While the ulnar
nerve innervates a number of muscles in the
forearm, motor weakness is most evident in
muscles of the hand, such as the adductor
pollices. It is an important muscle in
grasping objects. Consequently, the client
may report difficulty in holding objects in
the hand, or clumsiness when performing
precision activities such as writing.
While many
symptoms of these two peripheral
neuropathies are similar, there are a number
of factors that help distinguish them in the
evaluation process. If the symptoms started
from an acute injury, identify whether the
primary insult was to the elbow or the
wrist. In chronic compression pathologies it
is a little more complex, but a more
thorough assessment provides valuable clues.
If the
symptoms are aggravated by long periods with
the body weight resting on the wrist,
especially if it is in a hyperextended
position, Guyon’s canal syndrome is
implicated. Using a cane for walking is an
example of how chronic compression may occur
in Guyon's canal. If the symptoms occur from
long periods of resting the body weight on
the elbows, or holding the elbows in a
flexed position (not necessarily
weight-bearing) for long periods, then
cubital tunnel syndrome is more likely.
There
are a few visual indicators that may help
identify ulnar nerve compression from either
cubital tunnel syndrome or Guyon’s canal
syndrome. As mentioned above, the ulnar
nerve innervates several muscles in the
hand. Compression of the nerve in either
condition may lead to atrophy of the
hypothenar muscles (those located in the
fleshy bundle on the ulnar side of the
hand). In some cases, cubital tunnel
syndrome is aggravated by a postural
distortion of the upper extremity called
cubital valgus (see Figure 2). In cubital
valgus the nerve may be pulled taut against
structures bordering it within the cubital
tunnel.
Palpation is
helpful for identifying both conditions.
Because the region of entrapment is
superficial in both pathologies, palpating
the involved area may increase symptoms. If
manual pressure directly over the cubital
tunnel reproduces the primary complaint,
then cubital tunnel syndrome is likely.
Similarly, if pressure directly over Guyon's
canal reproduces the complaint, Guyon’s
canal syndrome is implicated.
The
neurological symptoms of cubital tunnel
syndrome or Guyon’s canal syndrome are apt
to be reproduced with certain motions of the
upper extremity. If cubital tunnel syndrome
is the primary problem, neurological
sensations may be reproduced with elbow
flexion either passively or actively. Often
the symptoms are not aggravated by simply
moving the elbow into a flexed position. The
elbow must be held in the flexed position
for some time before symptoms recur.
Attempting to recreate symptoms by holding
the elbow in flexion is demonstrated during
the elbow-flexion test described below.
If Guyon’s
canal syndrome is the problem, pain is
common with wrist hyperextension, either
actively or passively.
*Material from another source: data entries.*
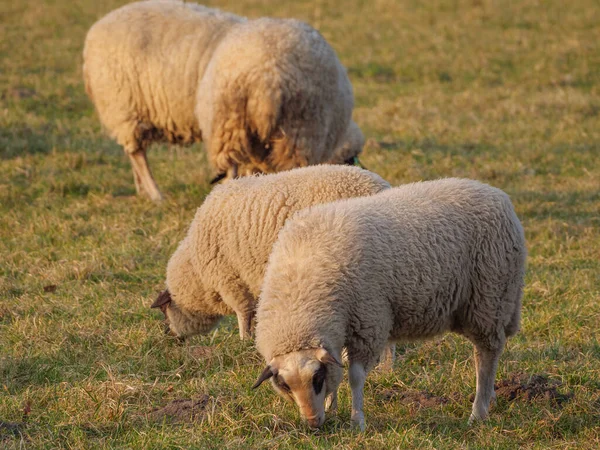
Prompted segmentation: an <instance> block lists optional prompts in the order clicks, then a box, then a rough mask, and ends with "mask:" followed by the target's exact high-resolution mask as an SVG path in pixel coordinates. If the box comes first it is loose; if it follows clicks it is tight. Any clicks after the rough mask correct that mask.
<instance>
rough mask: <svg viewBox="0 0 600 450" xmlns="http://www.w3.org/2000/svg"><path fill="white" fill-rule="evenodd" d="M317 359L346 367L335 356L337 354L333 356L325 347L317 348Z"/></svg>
mask: <svg viewBox="0 0 600 450" xmlns="http://www.w3.org/2000/svg"><path fill="white" fill-rule="evenodd" d="M317 359H318V360H319V361H321V362H322V363H323V364H333V365H335V366H338V367H344V365H343V364H342V363H341V362H339V361H338V360H337V359H336V358H335V356H333V355H332V354H331V353H329V352H328V351H327V350H325V349H324V348H323V347H321V348H320V349H319V350H317Z"/></svg>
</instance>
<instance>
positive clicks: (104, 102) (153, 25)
mask: <svg viewBox="0 0 600 450" xmlns="http://www.w3.org/2000/svg"><path fill="white" fill-rule="evenodd" d="M244 20H245V19H243V18H241V17H238V16H235V15H233V14H228V13H224V12H221V11H218V10H216V9H211V8H206V7H204V6H201V5H197V4H193V3H183V2H176V1H147V2H138V3H131V4H128V5H125V6H123V7H121V8H119V9H116V10H114V11H112V12H110V13H109V14H107V15H106V16H104V17H103V18H102V19H100V20H99V21H98V22H96V23H95V24H94V25H93V26H92V27H91V28H90V30H89V32H88V34H87V36H86V40H85V47H84V52H83V57H84V66H83V72H84V80H85V85H86V91H87V93H88V95H89V96H90V98H91V99H92V100H93V102H94V105H95V107H96V109H97V111H98V115H99V116H100V120H101V122H102V124H103V125H104V127H105V128H106V129H107V131H108V132H109V134H110V135H111V137H113V138H114V139H116V140H117V142H118V143H119V144H121V145H122V146H123V147H124V148H125V150H126V151H129V152H132V151H136V150H137V146H138V145H139V142H142V141H153V140H157V139H166V140H169V141H171V142H180V143H191V142H193V141H195V140H199V139H200V138H201V133H200V129H199V127H198V125H197V119H196V117H195V115H194V107H195V102H196V91H197V89H198V84H199V81H200V79H201V78H202V76H203V74H204V71H205V69H206V66H207V65H208V62H209V60H210V58H211V56H212V54H213V52H214V49H215V48H216V46H217V45H218V43H219V41H220V40H221V38H222V37H223V35H224V34H225V33H226V32H227V30H229V28H231V27H232V26H233V25H234V24H236V23H240V22H243V21H244Z"/></svg>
In hyperextension the
nerve is pulled taut across the carpal
bones, and if damaged from compression, the
increased tension on the nerve will
aggravate symptoms.
There are two
special orthopedic tests commonly used to
help identify ulnar nerve compression. The
first is the elbow-flexion test. It is
primarily used to identify cubital tunnel
syndrome.
This test
begins with the client in a standing or
seated position. With the shoulder laterally
rotated, the client brings the elbow into
full flexion while the forearm is supinated
and the wrist is hyper extended. This is the
position used when carrying a tray, for
example. If the condition is unilateral, it
is helpful to have the client adopt the
position with both sides at the same time so
a comparison with the unaffected side can be
made. Cubital tunnel syndrome is probable if
symptoms are reproduced within about 60
seconds while holding this position.
Another test
commonly used to evaluate both conditions is
Froment's sign. It evaluates weakness of the
adductor pollices that may result from nerve
compression. While it doesn't discriminate
between these two conditions, it is helpful
in clarifying ulnar nerve involvement in
upper-extremity neurological disorders.
In Froment's
sign the client holds a piece of paper
between the thumb and MCP joint of the index
finger. It is best if the paper is folded
several times so it does not tear easily.
The practitioner attempts to pull the paper
out of the client's grasp. If the client is
able to hold it firmly and the practitioner
has a difficult time pulling it from the
client's grasp, there is no perceivable
weakness in the adductor pollex muscle. If,
however, the client is unable to prevent the
practitioner from easily pulling the paper
out (especially compared to the unaffected
side), there is a good chance that motor
impairment of the adductor pollex exists.